Bang
Vlak bij mijn huis is een park. Een gewoon parkje, met een vijver, planten en bomen. En heel veel onkruid. Het ergste is de ingang. Daar tieren de brandnetels welig. Anderhalve meter hoog. Op een dag ben ik het zat. Voordat ik ga wandelen, pak ik snel mijn snoeischaar. Als ik bij de ingang kom, stop ik bij de brandnetels. Ik pak mijn snoeischaar en start met afknippen. Heel voorzichtig om me niet te prikken, want ik heb er niet aan gedacht om handschoenen mee te nemen. Daar gaat de eerste brandnetel.

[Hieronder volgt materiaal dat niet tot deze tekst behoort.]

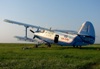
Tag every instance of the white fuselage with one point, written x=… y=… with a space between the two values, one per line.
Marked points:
x=55 y=37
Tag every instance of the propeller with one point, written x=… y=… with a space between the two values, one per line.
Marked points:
x=32 y=31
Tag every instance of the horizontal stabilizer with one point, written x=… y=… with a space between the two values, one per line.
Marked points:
x=25 y=39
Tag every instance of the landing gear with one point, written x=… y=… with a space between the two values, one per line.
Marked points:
x=36 y=46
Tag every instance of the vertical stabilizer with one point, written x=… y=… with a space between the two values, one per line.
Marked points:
x=88 y=32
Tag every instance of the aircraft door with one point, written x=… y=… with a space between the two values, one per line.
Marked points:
x=56 y=38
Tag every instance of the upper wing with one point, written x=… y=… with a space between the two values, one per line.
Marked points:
x=24 y=24
x=67 y=31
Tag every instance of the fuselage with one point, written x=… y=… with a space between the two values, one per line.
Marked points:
x=60 y=38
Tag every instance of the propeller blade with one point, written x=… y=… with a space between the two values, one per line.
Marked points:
x=32 y=31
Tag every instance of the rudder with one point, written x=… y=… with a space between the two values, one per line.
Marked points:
x=88 y=32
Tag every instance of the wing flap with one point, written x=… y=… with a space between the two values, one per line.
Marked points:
x=24 y=24
x=25 y=39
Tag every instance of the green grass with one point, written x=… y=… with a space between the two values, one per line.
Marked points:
x=12 y=56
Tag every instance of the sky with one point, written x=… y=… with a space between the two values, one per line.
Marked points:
x=58 y=14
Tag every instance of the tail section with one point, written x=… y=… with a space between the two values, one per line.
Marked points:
x=87 y=32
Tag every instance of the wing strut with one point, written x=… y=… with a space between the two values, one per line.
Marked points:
x=26 y=27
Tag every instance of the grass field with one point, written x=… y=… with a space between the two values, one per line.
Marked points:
x=12 y=56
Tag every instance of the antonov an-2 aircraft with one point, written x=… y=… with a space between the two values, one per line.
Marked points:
x=85 y=35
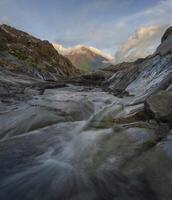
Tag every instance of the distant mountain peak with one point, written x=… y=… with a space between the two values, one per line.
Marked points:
x=83 y=57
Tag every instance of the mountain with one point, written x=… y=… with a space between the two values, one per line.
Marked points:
x=85 y=58
x=21 y=52
x=108 y=139
x=142 y=77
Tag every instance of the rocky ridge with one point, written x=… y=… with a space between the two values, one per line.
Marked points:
x=23 y=53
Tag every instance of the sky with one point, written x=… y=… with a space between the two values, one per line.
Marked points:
x=126 y=29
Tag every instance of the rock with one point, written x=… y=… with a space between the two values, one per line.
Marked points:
x=26 y=54
x=31 y=92
x=159 y=106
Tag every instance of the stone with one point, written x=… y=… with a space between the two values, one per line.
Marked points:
x=159 y=106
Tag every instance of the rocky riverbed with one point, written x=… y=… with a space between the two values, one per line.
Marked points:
x=106 y=135
x=79 y=142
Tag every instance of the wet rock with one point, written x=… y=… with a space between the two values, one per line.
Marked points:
x=159 y=106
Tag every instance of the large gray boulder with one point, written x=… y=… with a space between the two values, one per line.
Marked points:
x=159 y=106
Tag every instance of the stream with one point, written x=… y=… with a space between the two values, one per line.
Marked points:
x=60 y=146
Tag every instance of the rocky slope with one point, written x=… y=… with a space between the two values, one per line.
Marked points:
x=23 y=53
x=85 y=58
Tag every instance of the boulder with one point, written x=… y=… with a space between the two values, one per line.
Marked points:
x=159 y=106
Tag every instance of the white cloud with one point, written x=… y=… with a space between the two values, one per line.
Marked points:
x=78 y=48
x=142 y=43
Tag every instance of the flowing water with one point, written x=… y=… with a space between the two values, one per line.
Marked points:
x=50 y=151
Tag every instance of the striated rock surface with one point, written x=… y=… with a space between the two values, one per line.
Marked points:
x=159 y=106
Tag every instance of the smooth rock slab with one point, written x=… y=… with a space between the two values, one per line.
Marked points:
x=159 y=106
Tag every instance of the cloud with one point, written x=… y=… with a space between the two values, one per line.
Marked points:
x=78 y=48
x=141 y=44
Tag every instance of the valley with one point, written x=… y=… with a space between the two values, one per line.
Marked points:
x=101 y=135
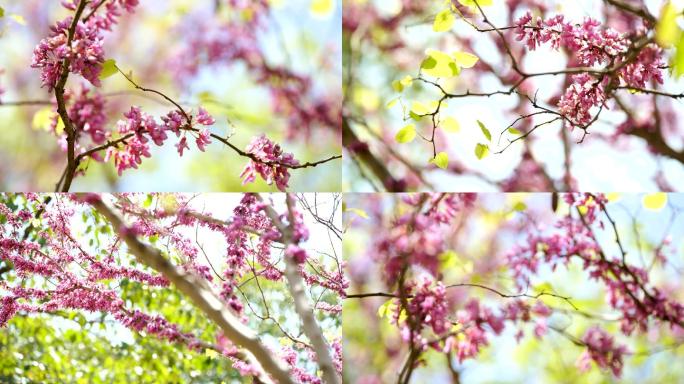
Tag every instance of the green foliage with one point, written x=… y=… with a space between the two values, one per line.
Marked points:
x=444 y=21
x=406 y=134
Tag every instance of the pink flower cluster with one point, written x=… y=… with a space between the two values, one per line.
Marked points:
x=140 y=128
x=237 y=41
x=427 y=307
x=601 y=349
x=84 y=53
x=417 y=239
x=628 y=288
x=87 y=113
x=592 y=44
x=269 y=161
x=296 y=253
x=585 y=93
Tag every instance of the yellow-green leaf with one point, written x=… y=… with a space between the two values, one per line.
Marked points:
x=439 y=64
x=481 y=151
x=465 y=59
x=450 y=125
x=43 y=119
x=678 y=59
x=655 y=201
x=441 y=160
x=485 y=131
x=420 y=108
x=443 y=21
x=108 y=69
x=667 y=30
x=406 y=134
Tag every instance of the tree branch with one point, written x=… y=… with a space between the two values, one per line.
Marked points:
x=302 y=305
x=255 y=353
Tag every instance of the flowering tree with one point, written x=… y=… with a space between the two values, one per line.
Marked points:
x=447 y=283
x=73 y=59
x=512 y=95
x=266 y=297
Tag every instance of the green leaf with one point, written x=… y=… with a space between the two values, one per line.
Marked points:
x=396 y=85
x=108 y=69
x=392 y=102
x=667 y=30
x=441 y=160
x=406 y=134
x=450 y=125
x=485 y=131
x=465 y=59
x=439 y=64
x=43 y=118
x=678 y=59
x=443 y=21
x=481 y=151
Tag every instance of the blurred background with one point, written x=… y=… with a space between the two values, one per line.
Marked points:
x=166 y=45
x=386 y=40
x=477 y=241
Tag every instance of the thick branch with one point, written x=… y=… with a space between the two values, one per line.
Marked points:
x=205 y=298
x=302 y=305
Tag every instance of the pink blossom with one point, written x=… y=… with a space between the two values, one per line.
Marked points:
x=270 y=162
x=296 y=253
x=204 y=118
x=85 y=54
x=202 y=139
x=585 y=93
x=601 y=348
x=182 y=145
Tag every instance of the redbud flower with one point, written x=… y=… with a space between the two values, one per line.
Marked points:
x=271 y=163
x=204 y=118
x=203 y=139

Vervolgens de tweede. Ondertussen kijk ik schichtig om me heen. Komen er geen mensen aan? Wat zouden ze van me denken? Mag dat eigenlijk wel, brandnetels in het park afknippen? Na een poosje klopt m’n hart in mijn keel van de spanning. Het is mooi geweest, ik stop. Ik kijk naar de stukken die ik heb afgeknipt en schud mijn hoofd. Die moet ik maar laten liggen.
Boos
Het is een week later. Ik ben bezig geweest met traumaverwerking. Verwerken dat de kinderen in mijn klas me anders vonden en mij pestten. Ook al is het 25 jaar later, ik weet het nog precies. Ik voelde me ook anders. Toen kon ik het nog geen naam geven, nu weet ik dat een deel van het anders-zijn autisme heet. Zij snapten mij niet, ik snapte hen niet. Waar ik jaren geleden dacht dat dat aan mij lag, weet ik nu dat ze het recht niet hadden om me zo te behandelen. Daardoor ben ik nu eindelijk in plaats van bang, boos. Heel boos. Ik besluit mijn woede te gaan koelen op die stomme brandnetels. Dat is beter dan boos blijven. Dit keer bereid ik me goed voor: ik neem de snoeischaar én een paar handschoenen mee. Als ik aankom bij de ingang, zie ik twee dingen. De stukken brandnetels die ik heb afgeknipt en op de grond heb laten vallen, zijn verdord. Maar ik zie ook wat anders. De stukken van de brandnetels die nog in de grond staan, zijn opnieuw uitgelopen. In plaats van één tak, zitten er nu vijf takken aan iedere stengel. Dat afknippen werkt dus niet. Het moet weg, eruit! Net als mijn boosheid. Dit keer knip ik de brandnetels niet alleen af, maar trek ik ook de wortels uit de grond. Terwijl ik ze eruit trek, zeg ik tegen mezelf dat iedere brandnetel een nare herinnering is. Ik geef er een flinke ruk aan. Daar gaat de eerste. De tweede. De derde. Ik voel mijn hoofd lichter worden. De boosheid neemt af. En de brandnetels hebben mij een wijze les geleerd: nare herinneringen wegstoppen, werkt niet. Brandnetels worden alleen maar groter wanneer je ze afknipt, en de wortel laat zitten. Weggestopte nare herinneringen, daar krijg je ook steeds meer last van als je ouder wordt.
Blij
Twee weken later loop ik weer in het park en ik kijk om me heen. Hé, het lijkt wel alsof die rozen er veel mooier bij staan. En wat zijn die struiken mooi. Langzaam maar zeker besef ik wat er gebeurd is. Het onkruid is weg! Er zijn ook andere mensen aan de slag gegaan met het verwijderen van het onkruid. Verwonderd kijk ik om me heen. Wat is het hier mooi geworden! Als ik aankom bij mijn brandnetelveldje, is er geen brandnetel meer te bekennen. Alles is weg, uitgewist. En met die gedachte vloeit ook het laatste restje boosheid weg.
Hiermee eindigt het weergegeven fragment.